I can speak with great authority on this topic because I’m constantly forgetting this fundamental. I forget that not everyone wakes up first thing in the morning thinking about online giving, which is the focus of my work at Network for Good. It slips my mind that my cocktail party companions might not share my zeal for all things marketing. I have a recurring case of mission myopia. The only cure is self-awareness and regular booster shots of an anti-nonprofit-narcissism vaccine.
Last year, Network for Good processed its 100 millionth dollar for nonprofits; a huge milestone for us. I started to draft a press release, but sanity prevailed. “Who would care?” I thought. No one, I realized. So I thought about why people should care.
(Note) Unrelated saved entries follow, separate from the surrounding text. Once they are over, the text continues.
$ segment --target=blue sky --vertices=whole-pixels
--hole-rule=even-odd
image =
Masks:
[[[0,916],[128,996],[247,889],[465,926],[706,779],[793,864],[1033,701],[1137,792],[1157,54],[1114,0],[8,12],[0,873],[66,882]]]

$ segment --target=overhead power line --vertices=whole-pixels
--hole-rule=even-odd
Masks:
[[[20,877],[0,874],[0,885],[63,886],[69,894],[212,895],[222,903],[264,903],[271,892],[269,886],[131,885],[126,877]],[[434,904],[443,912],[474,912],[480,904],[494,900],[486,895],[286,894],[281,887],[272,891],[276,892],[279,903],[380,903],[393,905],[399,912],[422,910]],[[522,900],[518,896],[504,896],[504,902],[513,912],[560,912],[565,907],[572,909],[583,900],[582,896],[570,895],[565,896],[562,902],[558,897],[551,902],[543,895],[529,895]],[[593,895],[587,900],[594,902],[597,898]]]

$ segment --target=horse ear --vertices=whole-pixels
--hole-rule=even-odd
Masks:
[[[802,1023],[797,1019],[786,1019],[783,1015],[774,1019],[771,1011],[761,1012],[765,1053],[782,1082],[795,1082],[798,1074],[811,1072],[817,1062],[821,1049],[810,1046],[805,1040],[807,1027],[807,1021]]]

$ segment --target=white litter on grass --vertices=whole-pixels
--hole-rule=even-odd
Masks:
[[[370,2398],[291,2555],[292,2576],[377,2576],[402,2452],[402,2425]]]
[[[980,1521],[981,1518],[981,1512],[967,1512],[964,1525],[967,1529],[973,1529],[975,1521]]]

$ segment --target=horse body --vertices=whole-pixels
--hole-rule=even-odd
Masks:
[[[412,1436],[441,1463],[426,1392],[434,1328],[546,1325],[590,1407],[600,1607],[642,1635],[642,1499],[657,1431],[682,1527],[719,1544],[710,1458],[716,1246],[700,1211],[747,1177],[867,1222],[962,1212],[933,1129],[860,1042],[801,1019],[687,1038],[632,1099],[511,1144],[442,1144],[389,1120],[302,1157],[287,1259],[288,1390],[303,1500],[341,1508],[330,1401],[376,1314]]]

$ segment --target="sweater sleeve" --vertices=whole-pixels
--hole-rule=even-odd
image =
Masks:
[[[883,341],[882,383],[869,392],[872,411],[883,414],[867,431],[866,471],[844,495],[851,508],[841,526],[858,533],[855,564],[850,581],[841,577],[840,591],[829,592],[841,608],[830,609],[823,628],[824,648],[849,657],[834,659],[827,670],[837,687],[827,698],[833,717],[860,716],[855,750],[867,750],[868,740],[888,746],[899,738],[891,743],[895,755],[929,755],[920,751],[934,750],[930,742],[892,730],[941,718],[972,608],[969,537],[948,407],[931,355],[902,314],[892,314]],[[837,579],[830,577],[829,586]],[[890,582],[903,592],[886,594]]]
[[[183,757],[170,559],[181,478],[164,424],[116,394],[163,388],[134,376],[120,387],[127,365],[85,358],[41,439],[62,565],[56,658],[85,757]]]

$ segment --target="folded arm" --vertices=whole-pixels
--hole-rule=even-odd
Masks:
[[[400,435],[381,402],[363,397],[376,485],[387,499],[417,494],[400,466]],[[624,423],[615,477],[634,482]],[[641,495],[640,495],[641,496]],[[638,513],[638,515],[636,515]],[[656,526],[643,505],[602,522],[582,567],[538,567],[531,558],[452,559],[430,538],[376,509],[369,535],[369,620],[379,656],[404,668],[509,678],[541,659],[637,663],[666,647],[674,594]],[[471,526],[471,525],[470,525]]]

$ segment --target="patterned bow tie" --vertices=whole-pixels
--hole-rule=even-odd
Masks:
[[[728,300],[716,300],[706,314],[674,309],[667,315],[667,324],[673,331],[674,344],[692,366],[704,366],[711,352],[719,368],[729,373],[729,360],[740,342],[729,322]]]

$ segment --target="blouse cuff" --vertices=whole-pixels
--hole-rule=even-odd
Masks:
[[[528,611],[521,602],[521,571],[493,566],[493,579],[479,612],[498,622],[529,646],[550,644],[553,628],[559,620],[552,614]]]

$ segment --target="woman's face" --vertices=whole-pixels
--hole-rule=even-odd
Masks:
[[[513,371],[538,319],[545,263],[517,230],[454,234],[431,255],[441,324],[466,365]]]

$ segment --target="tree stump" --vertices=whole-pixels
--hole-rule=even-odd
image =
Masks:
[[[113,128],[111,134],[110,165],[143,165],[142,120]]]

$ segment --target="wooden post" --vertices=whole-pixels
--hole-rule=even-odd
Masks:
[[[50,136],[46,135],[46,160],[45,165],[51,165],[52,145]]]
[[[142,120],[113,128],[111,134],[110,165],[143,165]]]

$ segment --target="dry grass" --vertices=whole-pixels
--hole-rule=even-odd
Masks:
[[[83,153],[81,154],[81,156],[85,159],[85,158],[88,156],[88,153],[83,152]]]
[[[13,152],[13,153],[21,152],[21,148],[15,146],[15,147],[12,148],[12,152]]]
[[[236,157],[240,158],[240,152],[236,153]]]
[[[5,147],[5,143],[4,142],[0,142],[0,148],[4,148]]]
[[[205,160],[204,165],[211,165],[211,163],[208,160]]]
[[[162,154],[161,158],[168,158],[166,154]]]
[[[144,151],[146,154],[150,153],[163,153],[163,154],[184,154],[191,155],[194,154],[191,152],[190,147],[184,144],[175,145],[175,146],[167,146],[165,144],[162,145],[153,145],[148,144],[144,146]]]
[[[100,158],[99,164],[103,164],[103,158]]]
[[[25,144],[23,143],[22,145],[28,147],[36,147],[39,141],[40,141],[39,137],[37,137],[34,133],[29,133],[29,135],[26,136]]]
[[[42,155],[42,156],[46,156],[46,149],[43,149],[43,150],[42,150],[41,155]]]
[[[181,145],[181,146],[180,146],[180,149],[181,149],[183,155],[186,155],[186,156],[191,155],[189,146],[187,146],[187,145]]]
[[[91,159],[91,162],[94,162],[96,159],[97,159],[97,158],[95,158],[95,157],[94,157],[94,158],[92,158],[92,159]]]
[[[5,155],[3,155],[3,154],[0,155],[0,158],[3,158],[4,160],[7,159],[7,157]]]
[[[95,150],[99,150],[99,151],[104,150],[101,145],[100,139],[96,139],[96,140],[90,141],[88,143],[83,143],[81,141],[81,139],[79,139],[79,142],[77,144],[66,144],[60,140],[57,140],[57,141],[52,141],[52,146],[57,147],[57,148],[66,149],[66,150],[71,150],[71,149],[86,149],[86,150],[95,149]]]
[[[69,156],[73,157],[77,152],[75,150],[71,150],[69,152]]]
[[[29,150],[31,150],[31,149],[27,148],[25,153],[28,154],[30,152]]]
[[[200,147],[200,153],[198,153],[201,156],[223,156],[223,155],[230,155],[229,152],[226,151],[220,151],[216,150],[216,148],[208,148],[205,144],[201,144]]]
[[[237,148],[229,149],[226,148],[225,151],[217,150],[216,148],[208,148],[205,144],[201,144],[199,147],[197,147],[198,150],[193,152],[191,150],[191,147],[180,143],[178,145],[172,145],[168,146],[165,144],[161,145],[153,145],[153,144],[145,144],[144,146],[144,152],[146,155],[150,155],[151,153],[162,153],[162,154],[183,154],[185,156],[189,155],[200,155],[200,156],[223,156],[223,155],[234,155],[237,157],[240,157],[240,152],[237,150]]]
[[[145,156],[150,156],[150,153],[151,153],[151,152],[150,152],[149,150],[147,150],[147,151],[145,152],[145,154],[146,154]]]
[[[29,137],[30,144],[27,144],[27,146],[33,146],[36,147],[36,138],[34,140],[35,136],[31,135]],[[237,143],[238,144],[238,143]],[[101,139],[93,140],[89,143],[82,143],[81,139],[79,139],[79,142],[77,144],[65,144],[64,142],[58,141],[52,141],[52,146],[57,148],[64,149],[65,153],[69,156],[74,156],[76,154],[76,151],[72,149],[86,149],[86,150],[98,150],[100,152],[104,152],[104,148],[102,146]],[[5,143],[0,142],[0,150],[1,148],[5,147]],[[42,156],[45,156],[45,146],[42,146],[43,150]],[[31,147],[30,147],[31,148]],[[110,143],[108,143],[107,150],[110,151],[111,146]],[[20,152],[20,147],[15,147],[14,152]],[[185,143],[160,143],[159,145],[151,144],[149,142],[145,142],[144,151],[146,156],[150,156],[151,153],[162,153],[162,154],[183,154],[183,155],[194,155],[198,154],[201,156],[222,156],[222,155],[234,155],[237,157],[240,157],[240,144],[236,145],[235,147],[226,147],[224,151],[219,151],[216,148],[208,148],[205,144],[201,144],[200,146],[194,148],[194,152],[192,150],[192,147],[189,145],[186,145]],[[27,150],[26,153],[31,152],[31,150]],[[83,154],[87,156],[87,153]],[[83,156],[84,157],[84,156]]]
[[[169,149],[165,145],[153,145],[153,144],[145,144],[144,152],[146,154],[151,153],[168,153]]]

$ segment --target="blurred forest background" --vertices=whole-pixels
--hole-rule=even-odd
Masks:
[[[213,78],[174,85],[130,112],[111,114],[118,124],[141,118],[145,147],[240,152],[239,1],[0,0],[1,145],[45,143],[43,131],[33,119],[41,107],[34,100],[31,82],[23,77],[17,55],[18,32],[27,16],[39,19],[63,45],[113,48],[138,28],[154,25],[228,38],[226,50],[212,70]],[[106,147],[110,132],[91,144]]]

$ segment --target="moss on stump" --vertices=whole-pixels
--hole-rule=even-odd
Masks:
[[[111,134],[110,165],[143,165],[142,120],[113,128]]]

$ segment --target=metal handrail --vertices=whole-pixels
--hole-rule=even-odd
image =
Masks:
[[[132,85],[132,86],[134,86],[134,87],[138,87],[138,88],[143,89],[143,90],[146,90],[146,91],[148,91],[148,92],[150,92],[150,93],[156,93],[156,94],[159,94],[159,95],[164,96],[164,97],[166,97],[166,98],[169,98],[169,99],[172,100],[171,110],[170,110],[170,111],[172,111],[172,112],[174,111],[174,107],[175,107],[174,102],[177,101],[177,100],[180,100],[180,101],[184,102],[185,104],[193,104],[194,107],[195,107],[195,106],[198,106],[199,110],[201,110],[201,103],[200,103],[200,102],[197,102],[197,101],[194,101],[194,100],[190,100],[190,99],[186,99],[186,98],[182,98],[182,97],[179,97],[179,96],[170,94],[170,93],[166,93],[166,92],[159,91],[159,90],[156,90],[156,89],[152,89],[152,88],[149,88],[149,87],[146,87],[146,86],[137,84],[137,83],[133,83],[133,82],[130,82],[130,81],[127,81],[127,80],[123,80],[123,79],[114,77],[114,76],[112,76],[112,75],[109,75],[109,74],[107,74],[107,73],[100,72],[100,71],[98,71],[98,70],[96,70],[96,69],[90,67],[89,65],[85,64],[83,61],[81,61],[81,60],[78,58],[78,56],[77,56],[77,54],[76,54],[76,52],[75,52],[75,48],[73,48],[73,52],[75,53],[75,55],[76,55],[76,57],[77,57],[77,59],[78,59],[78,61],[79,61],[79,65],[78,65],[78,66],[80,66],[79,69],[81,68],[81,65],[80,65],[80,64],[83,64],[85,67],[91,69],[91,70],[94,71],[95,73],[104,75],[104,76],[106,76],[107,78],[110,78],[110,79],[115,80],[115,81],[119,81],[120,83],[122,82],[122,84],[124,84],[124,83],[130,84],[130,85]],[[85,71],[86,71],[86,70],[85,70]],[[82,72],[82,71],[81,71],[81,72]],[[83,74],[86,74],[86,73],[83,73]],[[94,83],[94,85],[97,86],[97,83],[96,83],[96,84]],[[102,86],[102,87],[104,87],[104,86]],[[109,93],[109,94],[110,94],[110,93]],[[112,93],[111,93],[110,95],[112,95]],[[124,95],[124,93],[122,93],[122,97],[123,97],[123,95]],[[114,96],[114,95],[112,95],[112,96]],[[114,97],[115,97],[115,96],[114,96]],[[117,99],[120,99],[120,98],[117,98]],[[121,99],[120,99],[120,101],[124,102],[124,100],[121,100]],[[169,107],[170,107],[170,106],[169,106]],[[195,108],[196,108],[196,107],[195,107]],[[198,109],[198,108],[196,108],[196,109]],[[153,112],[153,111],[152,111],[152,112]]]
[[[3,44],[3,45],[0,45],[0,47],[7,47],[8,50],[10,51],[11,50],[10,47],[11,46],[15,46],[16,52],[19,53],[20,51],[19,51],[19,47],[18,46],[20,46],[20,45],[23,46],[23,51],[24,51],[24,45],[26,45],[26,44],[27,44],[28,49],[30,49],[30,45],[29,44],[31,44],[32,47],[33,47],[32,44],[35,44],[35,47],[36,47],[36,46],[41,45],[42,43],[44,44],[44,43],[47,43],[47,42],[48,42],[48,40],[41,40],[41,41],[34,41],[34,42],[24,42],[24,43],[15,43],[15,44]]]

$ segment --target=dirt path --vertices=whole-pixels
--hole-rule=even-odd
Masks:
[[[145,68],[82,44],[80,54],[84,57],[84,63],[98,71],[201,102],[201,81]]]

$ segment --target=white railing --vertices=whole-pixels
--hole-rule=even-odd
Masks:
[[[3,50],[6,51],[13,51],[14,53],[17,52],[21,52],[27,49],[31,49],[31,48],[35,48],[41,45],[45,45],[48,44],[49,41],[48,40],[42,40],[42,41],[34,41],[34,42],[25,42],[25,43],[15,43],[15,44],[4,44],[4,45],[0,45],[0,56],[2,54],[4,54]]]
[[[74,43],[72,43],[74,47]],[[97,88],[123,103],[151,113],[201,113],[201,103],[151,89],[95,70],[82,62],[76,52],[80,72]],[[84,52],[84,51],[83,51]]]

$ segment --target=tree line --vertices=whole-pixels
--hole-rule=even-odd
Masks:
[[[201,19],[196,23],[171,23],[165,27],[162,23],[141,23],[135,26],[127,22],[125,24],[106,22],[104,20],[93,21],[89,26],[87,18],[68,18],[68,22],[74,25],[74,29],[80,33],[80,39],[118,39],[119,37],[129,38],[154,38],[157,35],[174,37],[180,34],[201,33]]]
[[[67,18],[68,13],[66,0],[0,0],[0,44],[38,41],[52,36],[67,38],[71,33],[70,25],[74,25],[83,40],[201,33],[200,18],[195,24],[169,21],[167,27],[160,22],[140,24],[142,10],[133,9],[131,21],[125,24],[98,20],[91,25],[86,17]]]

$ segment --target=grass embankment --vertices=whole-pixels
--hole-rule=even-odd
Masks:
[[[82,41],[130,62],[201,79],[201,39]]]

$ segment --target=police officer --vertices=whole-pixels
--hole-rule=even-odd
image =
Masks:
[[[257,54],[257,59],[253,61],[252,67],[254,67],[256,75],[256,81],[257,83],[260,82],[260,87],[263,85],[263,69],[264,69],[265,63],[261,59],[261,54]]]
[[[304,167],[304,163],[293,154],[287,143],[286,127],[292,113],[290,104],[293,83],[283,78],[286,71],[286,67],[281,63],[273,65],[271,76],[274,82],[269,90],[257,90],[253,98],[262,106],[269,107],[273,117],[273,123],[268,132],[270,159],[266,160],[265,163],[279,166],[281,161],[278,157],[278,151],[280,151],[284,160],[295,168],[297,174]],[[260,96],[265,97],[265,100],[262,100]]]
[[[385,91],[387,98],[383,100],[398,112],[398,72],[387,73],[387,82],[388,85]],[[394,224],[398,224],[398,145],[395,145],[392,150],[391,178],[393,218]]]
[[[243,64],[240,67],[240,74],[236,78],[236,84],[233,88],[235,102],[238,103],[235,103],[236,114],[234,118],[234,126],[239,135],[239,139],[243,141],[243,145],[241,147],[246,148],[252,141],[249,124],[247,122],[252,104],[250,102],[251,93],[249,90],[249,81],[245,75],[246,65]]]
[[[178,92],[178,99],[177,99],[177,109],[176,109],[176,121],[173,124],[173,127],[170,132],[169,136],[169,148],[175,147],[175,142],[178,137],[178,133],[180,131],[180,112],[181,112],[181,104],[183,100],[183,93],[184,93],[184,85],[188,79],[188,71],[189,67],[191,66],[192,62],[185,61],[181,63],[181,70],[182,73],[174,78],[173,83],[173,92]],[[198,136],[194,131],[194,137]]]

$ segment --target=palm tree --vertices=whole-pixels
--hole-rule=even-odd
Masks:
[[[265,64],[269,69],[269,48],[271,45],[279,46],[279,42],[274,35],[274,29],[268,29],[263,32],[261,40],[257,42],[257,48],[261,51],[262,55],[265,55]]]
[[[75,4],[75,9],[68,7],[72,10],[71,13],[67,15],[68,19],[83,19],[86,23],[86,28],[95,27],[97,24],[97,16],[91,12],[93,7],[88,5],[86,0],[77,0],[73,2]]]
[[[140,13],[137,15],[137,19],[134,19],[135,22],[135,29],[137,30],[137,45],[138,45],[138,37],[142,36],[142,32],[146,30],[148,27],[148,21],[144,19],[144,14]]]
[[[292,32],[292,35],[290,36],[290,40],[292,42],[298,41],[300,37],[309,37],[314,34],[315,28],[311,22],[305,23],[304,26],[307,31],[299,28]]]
And what I realized was we were sitting on a fascinating set of data about giving. What if we celebrated our $100 million mark by analyzing our $100 million in giving — who gives online, where, what time of day, etc. — and sending our study to media and nonprofits? It would help media covering the charity beat, and it would help nonprofits fundraise more effectively. The result? A lot of attention and coverage of our work that continues to this day.
Happy birthday … but to whom?
I was reminded of that study a few weeks ago when I was drafting a year-end e-mail to Network for Good’s friends and funders. The occasion was our sixth birthday, and the purpose of the note was to talk about the great things we’d achieved the past year. Then I realized that our birthday wasn’t really an occasion at all. Who cares, besides the people in my office, that we’re 6? And why should we be beating our chests, taking all the credit for the good we’d done? I was doing the bus-stop broadside.